En la reclamación de los daños personales o lesiones del taxista, es necesario acreditar el tiempo de curación, y valorarlo en función de los días que haya estado de baja laboral, y los que, sin estar ya de baja, haya estado en tratamiento rehabilitador para curarse. Si las lesiones han sido graves y ha sido necesaria hospitalización u operaciones médicas, deben tenerse en cuenta a efectos de computar los días de curación (perjuicio personal básico y perjuicio personal particular, de conformidad con los dispuesto en el baremo de Tráfico).

En la reclamación  por daños materiales del taxi, debe tenerse en cuenta de cara a exigir el lucro cesante, el tiempo que haya permanecido el vehículo en el taller, lo que se suele probar con un Certificado del mismo taller que indique fecha de entrada y de salida del taxi.

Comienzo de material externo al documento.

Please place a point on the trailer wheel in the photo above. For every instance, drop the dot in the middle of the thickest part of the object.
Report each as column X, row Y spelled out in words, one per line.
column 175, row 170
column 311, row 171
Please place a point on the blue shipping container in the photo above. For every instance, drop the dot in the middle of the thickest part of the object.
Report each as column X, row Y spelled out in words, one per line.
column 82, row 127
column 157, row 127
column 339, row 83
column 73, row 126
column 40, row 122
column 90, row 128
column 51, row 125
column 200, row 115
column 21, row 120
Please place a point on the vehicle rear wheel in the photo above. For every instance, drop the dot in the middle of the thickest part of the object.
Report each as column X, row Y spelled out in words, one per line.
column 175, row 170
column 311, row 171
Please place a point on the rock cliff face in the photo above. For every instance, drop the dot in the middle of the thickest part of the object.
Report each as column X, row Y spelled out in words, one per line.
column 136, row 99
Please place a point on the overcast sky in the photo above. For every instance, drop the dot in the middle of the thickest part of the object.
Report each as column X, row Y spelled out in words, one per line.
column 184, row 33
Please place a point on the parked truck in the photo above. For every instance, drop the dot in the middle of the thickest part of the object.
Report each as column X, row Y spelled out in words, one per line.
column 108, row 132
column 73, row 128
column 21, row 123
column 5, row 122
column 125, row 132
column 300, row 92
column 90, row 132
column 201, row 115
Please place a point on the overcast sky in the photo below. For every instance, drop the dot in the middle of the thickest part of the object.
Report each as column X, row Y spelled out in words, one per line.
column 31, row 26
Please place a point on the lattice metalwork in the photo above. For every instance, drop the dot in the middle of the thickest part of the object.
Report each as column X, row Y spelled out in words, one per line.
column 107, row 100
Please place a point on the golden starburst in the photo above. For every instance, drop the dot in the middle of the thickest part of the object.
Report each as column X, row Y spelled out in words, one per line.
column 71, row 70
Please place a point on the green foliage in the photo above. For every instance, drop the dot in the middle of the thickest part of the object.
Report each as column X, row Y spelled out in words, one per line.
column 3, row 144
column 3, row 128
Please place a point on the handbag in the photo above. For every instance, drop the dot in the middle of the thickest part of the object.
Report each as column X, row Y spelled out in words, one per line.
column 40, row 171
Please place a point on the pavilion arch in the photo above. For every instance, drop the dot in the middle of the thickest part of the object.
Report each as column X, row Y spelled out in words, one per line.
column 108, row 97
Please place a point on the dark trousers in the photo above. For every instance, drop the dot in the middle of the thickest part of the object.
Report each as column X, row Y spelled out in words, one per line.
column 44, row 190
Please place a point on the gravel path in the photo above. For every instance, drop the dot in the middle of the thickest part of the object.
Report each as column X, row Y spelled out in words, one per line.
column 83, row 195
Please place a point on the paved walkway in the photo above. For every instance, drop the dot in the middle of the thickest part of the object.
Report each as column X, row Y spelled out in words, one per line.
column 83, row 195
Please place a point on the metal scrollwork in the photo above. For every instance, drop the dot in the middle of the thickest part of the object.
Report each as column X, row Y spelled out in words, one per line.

En el lucro cesante del taxista, hay que tener en cuenta que se trata de un profesional cuyo medio de trabajo es el taxi, y que, si no puede trabajar a causa del accidente, las cantidades que haya dejado de ganar por culpa del siniestro deben reclamarse. Las dificultades surgen sobre todo por el hecho de que los taxistas tributan por módulos, lo cual a veces dificulta conocer cuál ha sido la facturación real del mismo de cara a la reclamación.

En la práctica, se viene utilizando un Certificado de la Cooperativa del Taxi o Asociación de Auto Taxi en el que se indica el ingreso medio del taxista por jornada laboral. Sin embargo, muchas veces las aseguradoras no admiten este medio de prueba, y es necesario reclamar el lucro cesante en un procedimiento judicial contra la compañía.